【2】②
「ねえ、……。里玖さんてまだ私と付き合いたいと思ってるのかな? それで、──もしまた申し込まれたら、お受けしてもいいんでしょうか?」
帰宅するなり、恵は着替えもせずにベッドに腰掛けてロボットのスイッチをONにして問いを投げた。
ピピピ、キュイ……キュ……
【ハイ】
【カレハアナタヲトクベツニオモッテイマス】
【ダレヨリモタイセツニシタイトタイミングヲミハカラッテイマス】
【コクハクサレタラウケルノガイイトオモワレマス】
明瞭で具体的な回答。
本当にすごい。このロボットは、……製作者の里玖は。
そんな人が恵を求めてくれているのなら、その通りにすればいいのではないか。なんの取柄もない自分が、彼に楽しい時間を与えられるのならそれだけで。
不意にベッドのシーツの上に放り出していたスマートフォンが通話着信を知らせた。視線を向けたディスプレイには「渡部 里玖」の文字。
「はい! 里玖さん──」
『恵ちゃん? 今ちょっとだけ話してもいい?』
気遣ってくれる里玖に抗う気など最初からない。
「ええ、どうぞ」
『往生際が悪くて申し訳ないんだけど。無理なら断ってくれていいし、これで本当に最後にするから。……俺と付き合ってもらえないかな? 特別な、恋人として』
心臓が鷲掴みにされたような気がした。
どうして今。まるで恵の心を読んだかのようだ。しかしもう気持ちは決まっていた。ゆっくりと息を吸って、一瞬止めて。

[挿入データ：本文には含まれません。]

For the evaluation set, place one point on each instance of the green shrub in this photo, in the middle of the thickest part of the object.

「……はい。あの、私なんかで良ければ。どうぞよろしくお願いします」
静かにそう答えた恵に、里玖の声が喜びの色を帯びたのが伝わって来る。
『恵ちゃん! えっと、明日会える? 俺の家に来ないか? ああ、いきなりは嫌かな?』
「いいえ。伺います」
もう迷いなどはない。この人が恵の特別な人になるのだから。
『じゃあ明日。いつもの待ち合わせ場所で。食事してからうちに来てよ』
「はい、わかりました」
通話を終えて、スマートフォンを持ったまま目が泳いでしまう。まるで夢の中にいるかのようで落ち着かない。
明日、いや今日から恵の恋人になった彼。
あんな素敵な人が、何もできない恵を選んでくれるなんて夢のようだ。
「ねえ、夢じゃないわよね? 本当にこれで良かったのかな。……里玖さんは、私、で──」
【モチロンデス】
【コレハゲンジツデス】
【スベテウマクイクデショウ】
無意識に話し掛けた恵に、ロボットは感情の籠もらない「声」で返して来た。
これは、現実。
才能と自信に溢れた彼と共に過ごす時間を重ねれば、恵も少しは自信が持てるようになるかもしれない。なんでも無条件に頷くだけの人生から、一歩踏み出せたらどんなにいいだろう。
そう、明日からは今までとは違う生活が待っている。幸せが約束されたようなものだ。
恵の目には欠点など一つも見当たらない里玖に選ばれたことで、本当に「素敵な人間」に近づける気がした。